Op 19 maart 2021 heeft de Rechtbank Rotterdam een beschikking gegeven betreffende de voortzetting van een crisismaatregel voor een betrokkene met een ongespecificeerde neurocognitieve stoornis. De officier van justitie had op 16 maart 2021 verzocht om deze voortzetting, na een eerdere crisismaatregel die op 15 maart 2021 was opgelegd. De rechtbank heeft vastgesteld dat er sprake is van onmiddellijk dreigend ernstig nadeel voor de betrokkene, waaronder risico op ernstig lichamelijk letsel en verwaarlozing. Betrokkene is sinds december 2020 opgenomen in een Wvggz-accommodatie en heeft ernstige cognitieve problemen, waardoor hij niet zonder zorg kan functioneren.
Tijdens de mondelinge behandeling zijn verschillende betrokkenen gehoord, waaronder de betrokkene zelf en zijn psychiater.
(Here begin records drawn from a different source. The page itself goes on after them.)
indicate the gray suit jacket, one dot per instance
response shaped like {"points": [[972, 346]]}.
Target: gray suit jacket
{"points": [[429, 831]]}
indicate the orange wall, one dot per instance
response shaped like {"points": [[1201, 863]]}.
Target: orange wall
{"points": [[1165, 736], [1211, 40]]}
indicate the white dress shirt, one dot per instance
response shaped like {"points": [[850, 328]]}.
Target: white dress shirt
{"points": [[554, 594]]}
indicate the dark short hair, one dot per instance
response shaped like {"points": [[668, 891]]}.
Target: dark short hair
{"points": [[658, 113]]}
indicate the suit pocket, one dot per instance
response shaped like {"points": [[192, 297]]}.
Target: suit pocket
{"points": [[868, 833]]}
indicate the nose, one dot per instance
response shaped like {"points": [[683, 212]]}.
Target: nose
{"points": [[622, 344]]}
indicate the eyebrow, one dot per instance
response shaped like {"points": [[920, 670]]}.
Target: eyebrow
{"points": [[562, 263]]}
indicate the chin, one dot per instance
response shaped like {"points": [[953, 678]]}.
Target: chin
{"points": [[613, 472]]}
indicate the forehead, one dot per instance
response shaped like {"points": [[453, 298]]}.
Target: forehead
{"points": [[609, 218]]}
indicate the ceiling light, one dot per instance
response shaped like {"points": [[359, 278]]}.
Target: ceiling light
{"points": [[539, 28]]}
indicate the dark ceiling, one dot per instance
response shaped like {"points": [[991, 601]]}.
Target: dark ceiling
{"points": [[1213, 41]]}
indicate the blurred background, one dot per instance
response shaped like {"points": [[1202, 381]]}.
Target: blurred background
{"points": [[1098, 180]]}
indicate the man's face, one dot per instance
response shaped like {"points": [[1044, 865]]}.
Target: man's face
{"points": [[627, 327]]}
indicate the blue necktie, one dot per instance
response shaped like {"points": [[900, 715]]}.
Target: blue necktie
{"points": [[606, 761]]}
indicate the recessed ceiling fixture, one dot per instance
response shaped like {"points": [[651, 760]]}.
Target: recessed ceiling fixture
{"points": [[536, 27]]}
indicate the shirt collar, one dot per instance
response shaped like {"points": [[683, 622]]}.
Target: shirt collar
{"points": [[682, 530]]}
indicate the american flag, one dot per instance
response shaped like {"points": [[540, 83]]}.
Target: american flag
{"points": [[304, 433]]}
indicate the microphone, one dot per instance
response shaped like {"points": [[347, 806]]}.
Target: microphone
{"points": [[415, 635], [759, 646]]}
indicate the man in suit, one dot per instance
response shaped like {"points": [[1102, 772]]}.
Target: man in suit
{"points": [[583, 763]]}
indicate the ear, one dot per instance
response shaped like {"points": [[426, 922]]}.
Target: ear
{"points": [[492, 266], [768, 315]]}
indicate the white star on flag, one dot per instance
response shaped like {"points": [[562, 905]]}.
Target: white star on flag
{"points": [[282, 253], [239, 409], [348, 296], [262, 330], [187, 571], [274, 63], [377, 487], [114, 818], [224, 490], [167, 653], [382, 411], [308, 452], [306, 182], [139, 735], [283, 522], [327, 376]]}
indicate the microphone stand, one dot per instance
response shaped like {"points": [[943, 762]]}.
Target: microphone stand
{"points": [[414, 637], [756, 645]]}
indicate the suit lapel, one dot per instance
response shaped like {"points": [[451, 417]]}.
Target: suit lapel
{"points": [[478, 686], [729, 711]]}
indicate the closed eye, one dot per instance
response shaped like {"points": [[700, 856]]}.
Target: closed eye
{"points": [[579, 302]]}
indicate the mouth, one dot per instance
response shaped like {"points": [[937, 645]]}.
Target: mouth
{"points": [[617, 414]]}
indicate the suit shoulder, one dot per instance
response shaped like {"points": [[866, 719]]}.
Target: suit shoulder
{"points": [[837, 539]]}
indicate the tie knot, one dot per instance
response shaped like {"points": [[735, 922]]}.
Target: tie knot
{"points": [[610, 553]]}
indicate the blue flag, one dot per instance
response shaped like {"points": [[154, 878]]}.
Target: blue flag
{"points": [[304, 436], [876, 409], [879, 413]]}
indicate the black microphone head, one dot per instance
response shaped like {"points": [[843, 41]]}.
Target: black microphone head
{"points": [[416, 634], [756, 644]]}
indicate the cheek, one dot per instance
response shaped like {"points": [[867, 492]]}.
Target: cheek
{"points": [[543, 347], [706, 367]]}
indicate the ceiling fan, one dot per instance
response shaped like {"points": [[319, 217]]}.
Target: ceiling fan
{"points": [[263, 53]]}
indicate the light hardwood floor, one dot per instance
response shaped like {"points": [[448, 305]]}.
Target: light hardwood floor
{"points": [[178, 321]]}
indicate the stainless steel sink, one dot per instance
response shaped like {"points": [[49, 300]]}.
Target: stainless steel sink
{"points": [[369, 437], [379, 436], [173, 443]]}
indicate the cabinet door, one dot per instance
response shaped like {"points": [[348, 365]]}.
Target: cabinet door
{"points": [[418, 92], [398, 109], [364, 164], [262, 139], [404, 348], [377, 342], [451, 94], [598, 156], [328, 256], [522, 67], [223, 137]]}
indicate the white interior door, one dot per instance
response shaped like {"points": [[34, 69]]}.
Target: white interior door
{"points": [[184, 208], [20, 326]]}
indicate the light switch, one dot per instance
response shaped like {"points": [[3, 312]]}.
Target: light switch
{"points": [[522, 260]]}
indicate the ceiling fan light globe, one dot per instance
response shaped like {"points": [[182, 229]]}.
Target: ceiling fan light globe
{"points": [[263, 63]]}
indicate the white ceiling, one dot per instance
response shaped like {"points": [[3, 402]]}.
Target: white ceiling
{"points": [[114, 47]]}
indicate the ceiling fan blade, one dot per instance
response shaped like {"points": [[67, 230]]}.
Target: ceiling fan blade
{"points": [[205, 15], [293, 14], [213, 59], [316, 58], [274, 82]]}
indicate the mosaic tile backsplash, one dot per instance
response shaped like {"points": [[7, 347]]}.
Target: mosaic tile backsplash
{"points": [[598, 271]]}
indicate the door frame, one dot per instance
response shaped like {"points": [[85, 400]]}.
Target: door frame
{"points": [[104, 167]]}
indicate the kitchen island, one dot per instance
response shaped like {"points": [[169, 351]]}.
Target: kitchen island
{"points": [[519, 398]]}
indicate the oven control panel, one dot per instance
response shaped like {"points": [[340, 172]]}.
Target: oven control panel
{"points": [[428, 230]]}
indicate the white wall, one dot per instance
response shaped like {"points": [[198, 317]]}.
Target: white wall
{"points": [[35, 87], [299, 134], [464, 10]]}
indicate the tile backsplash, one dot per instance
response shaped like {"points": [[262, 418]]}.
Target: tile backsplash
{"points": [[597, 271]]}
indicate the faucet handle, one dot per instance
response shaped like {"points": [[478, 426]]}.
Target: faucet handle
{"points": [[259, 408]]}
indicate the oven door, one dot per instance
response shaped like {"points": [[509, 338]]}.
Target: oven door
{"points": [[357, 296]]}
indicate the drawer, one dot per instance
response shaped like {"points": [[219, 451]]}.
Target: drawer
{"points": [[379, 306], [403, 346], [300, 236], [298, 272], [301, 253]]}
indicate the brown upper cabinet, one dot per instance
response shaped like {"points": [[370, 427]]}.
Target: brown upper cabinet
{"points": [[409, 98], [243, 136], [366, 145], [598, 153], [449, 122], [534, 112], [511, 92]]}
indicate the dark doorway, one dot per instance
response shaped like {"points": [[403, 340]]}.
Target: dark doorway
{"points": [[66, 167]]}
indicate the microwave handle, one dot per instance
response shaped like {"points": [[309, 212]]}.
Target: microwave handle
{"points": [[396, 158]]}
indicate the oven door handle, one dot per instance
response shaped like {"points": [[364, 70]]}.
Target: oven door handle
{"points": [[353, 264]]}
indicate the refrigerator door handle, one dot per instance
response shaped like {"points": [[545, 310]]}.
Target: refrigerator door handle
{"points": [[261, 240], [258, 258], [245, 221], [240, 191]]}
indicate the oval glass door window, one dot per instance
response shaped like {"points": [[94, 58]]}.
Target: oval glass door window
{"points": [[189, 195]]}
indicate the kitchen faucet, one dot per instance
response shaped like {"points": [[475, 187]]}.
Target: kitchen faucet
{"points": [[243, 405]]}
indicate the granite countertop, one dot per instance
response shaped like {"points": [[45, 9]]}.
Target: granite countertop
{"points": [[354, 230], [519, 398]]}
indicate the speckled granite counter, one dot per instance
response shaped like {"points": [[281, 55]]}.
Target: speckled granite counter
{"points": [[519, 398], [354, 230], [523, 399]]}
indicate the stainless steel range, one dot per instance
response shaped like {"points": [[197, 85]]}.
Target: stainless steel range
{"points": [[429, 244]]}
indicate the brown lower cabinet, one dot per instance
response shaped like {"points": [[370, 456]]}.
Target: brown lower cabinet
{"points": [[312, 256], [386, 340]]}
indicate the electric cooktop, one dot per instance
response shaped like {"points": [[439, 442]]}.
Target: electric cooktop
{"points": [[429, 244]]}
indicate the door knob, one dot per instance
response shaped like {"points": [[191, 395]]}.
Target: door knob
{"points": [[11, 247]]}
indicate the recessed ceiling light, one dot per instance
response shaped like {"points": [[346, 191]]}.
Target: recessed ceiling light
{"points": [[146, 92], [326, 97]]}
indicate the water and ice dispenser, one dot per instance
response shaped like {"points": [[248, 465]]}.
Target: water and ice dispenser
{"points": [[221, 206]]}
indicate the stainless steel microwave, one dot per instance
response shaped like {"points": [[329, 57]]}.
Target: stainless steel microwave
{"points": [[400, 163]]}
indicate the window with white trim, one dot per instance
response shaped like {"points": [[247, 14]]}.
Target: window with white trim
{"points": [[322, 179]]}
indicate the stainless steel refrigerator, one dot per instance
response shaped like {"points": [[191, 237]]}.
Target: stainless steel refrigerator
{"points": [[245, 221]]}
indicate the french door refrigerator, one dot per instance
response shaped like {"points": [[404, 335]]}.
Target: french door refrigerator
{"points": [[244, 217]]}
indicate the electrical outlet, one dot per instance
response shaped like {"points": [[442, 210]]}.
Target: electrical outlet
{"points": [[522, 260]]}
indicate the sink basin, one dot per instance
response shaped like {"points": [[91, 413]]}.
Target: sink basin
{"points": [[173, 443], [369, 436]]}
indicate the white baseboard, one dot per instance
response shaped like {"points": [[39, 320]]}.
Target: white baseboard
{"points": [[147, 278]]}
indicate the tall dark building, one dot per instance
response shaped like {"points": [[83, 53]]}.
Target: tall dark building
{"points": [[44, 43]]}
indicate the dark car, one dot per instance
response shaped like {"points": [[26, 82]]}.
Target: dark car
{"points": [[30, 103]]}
De rechtbank heeft geconcludeerd dat de voorgestelde verplichte zorg noodzakelijk is om het ernstig nadeel af te wenden. De rechtbank heeft de verzoeken van de officier van justitie beoordeeld en enkele vormen van verplichte zorg goedgekeurd, zoals het toedienen van medicatie en het beperken van de bewegingsvrijheid. Andere verzoeken zijn afgewezen omdat de noodzaak niet voldoende was gemotiveerd.
De rechtbank heeft uiteindelijk besloten om de machtiging tot voortzetting van de crisismaatregel te verlenen, met een geldigheidsduur van drie weken. Deze beschikking is mondeling gegeven door rechter M.W.J. van Elsdingen en schriftelijk uitgewerkt op 26 maart 2021. Tegen deze beschikking staat het rechtsmiddel van cassatie open.